The other day this statement arrived in my inbox:

“Maybe a cool idea would be for you to organize a meaningful ride with past participants.”

My first was reaction was “Yeah! I Know!” I would LOVE to be able to offer that. But in my own horseman’s journey I have come to form very strong opinions on how to make riding a horse a fair deal for the horse. I have attended clinics, workshops and had many private lessons in the art and craft of natural horsemanship. (This page lists a bunch of the people I’ve trained with or read)

This was my response:

I have very high standards when it comes to how I work and play with horses I’m asking to be ridden. My standards parallel the beliefs you see in practice during a QuantumJoys workshops; horses are our equal partners in these endeavors.

On Waimea one of the campo ponies employed by Leisurely Country Trail Rides.

On Waimea one of the campo ponies employed by Leisurely Country Trail Rides (linked on our Resources page)

The principles of natural horsemanship are rooted in making every step of the training-for-riding process be a clear and fair deal to the horse with every single encounter. The results are willing partners who can think for themselves, listen to their rider and be half of a beautiful partnership. There is an equal impetus on the rider to offer guidance, an independent seat, balance and fair leadership as well.

I have yet to find a riding outfit here that promotes the training practices I have learned and adopted through my studies with natural horsemanship clinicians. There may be some people with horses here in San Miguel who routinely practice the foundational aspects of natural horsemanship, but I don’t know of any who do who also offer riding to the public. I’m hoping with time this will change. For now, though, there is no outfit I could partner with nor endorse in this way. That said, we do mention on our resources page two outfits who offer riding that are decent enough to most dude ranch standards.

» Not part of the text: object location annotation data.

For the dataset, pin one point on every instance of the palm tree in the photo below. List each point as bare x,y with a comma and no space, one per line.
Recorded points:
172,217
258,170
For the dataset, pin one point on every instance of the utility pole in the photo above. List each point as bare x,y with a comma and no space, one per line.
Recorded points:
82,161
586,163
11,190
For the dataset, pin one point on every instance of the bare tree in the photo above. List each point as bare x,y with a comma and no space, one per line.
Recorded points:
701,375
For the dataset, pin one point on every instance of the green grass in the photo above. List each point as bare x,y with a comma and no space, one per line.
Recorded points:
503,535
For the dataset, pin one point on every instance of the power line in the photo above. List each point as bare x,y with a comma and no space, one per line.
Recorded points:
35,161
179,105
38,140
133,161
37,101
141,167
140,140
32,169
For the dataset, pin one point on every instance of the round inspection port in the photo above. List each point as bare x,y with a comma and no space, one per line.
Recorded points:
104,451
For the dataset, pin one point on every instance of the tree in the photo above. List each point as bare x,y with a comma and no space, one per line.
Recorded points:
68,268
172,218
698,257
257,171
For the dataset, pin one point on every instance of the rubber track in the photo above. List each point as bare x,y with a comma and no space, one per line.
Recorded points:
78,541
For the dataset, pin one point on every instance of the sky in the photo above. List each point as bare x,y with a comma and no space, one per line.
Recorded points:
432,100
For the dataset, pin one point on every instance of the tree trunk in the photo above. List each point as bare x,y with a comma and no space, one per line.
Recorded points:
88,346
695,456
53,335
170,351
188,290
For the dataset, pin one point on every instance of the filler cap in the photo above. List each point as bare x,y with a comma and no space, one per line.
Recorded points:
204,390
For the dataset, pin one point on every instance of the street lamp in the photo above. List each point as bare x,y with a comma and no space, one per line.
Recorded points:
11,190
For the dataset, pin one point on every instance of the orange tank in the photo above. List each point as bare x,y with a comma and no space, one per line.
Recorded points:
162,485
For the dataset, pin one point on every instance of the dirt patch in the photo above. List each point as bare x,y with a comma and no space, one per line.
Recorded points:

I’m ok with the fact that there are horses here who are given employment letting inexperienced riders bounce on their back as they follow the trails laid out for them. Because by and large I think they are treated with kindness. But that type of experience is not the meaningfully deep level of interaction I seek to create with QuantumJoys. Part of my work is to maintain a very clear and fair-to-the-individual (horse or human) consistency in how I interact with horses and people too for that matter.
 
What I would rather offer is a series of natural horsemanship lessons here at Perrito Paraiso to prep inexperienced riders for such trail rides. That would make that experience a better deal for the trail horse. 🙂
I may just do that! Get yourself on my waiting list if you’re interested. Email me at: anial.assisted.inspiration@gmail.com

Going for a Trail Ride?

What a novice can look for in the horses:
  • Horses who are alert
  • Horses who are clean, free from sores and other obvious signs of illness
  • Horses who do not walk with a limp
  • Horses without scarring on their backs or by their mouths (poor fitting saddle, badly used bit)
  • Horses who don’t flinch if you should accidentally wave your hand near their face
  • Horses untroubled by flies
  • Horses whose ribs aren’t showing
  • Horses with well shaped hooves (without large cracks or chips)
  • Horses who are ‘acting up’ may be in pain. This is especially true if it happens while you are mounting.
What a novice can offer a trail horse:
  • When mounting do NOT plop your butt into the seat but make it a controlled comfortable lowering.
  • Do NOT use the reins to help yourself balance.
  • Use the saddle horn or pommel (forward part of English saddle) strap if you feel unsteady.
  • Sit deep with your seat, but tall  with your back in the saddle.
  • Make sure the stirrups are adjusted to your legs – so that when you are sitting the balls of your feet have contact with the stirrup – you can use this to firm your seat by standing up slightly if he starts trotting or cantering.
  • When moving out, eyes up and forward. Look where you are headed, not down at the horse (yes, he can feel the difference).
  • Don’t bang on his sides with your heels – urge him forward with where you’re looking, your intention (again, yes, he can feel it) and lightening your butt in the saddle a bit forward.
  • Thank him as you go by gently petting his neck and encouraging him. Horses can understand your tone if not your individual words.
  • When you’re done, dismount as lightly as you can without banging your far leg on his butt when you swing it over.
  • It is perfectly fine to thank him so others can hear you – set a better standard!

A Couple More Tips:

  • Wear a helmet! Or as they call them in horse racing, eventing or other competitive horse sports a “brain bucket”!
  • Horseback riding (or horseback falling) is the #1 cause of brain injury throughout ALL sports! Read more in this article posted April, 2016 by ABC News. Yes, more than football.
  • Get a photo without the helmet if you must, while still. Then put the helmet on. Cowboy hats look cool, laying like a vegetable in a hospital bed, not so much.